1992: HPV L1 expression in mammalian cells led to an L1 in cells that was recognized by monoclonal antibodies that bind conformational epitopes; no VLPs were produced in this study but it was considered important because the ability of L1 to self-assemble into VLPs and produce neutralizing antibodies depends on the native conformation of L1, which involves conformational epitopes (reported by Shin-Je Ghim, A. Bennet Jenson, and Richard Schlegel of Georgetown; Virology).
1992: L1 from bovine papillomavirus type 1 self-assembled into morphologically correct VLPs that induced high levels of neutralizing antibodies in immunized animals (reported by Reinhard Kirnbauer, Doug Lowy, and John Schiller at NCI and colleagues; Proceedings of the National Academy of Sciences).
1993: L1 from HPV 11 self-assembled into VLPs, later shown to induce neutralizing antibodies (reported by Robert Rose at Rochester and colleagues; Journal of Virology).
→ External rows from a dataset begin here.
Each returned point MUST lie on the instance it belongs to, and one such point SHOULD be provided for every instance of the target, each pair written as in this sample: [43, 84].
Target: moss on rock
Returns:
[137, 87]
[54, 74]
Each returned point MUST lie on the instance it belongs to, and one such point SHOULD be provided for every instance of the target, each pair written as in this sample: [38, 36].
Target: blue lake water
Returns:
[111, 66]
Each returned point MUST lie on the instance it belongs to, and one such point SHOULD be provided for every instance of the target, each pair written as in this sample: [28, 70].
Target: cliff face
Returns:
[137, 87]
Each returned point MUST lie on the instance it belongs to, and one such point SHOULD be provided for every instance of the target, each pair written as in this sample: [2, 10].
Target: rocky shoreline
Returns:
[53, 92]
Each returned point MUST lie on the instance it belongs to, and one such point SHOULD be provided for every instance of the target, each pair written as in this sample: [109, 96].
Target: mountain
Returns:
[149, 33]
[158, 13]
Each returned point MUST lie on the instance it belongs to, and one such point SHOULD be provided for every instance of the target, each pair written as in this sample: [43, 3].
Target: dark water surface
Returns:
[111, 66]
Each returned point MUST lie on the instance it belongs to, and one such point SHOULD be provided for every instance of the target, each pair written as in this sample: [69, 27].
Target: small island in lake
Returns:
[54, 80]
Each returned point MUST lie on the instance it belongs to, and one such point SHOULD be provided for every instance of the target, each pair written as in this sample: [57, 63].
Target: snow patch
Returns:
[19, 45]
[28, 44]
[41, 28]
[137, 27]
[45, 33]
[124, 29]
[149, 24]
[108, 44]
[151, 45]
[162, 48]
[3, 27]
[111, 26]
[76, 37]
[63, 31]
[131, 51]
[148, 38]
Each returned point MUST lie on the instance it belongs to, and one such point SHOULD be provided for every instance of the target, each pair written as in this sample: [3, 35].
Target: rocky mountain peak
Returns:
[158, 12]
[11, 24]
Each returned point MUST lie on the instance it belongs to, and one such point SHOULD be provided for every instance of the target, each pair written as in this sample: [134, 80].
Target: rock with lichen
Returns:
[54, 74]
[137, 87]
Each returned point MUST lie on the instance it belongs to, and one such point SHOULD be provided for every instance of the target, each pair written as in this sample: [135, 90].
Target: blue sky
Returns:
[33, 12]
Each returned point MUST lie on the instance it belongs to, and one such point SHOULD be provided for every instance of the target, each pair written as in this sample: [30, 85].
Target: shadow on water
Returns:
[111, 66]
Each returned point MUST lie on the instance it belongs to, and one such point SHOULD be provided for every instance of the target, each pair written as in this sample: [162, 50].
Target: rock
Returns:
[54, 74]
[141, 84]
1993: L1 from HPV 16, taken from lesions that had not progressed to cancer, self-assembled more efficiently than the HPV 16 L1 that researchers everywhere had been using; the old strain was shown to be a mutant, possibly because it had been isolated from a cancer (reported by Kirnbaueer, Lowy, and Schiller at NCI and colleagues; Journal of Virology).
Thus, the way the Australian media wants to paint the picture of Ian Frazer as being some sort of Aussie
Jonas Salk is misleading. Big discoveries in medicine, and science in general, can rarely be attributed to one person any more. Many people work on different pieces of the puzzle. Apparently, such (international) teamwork makes it difficult, however, for journalists to tell the whole story.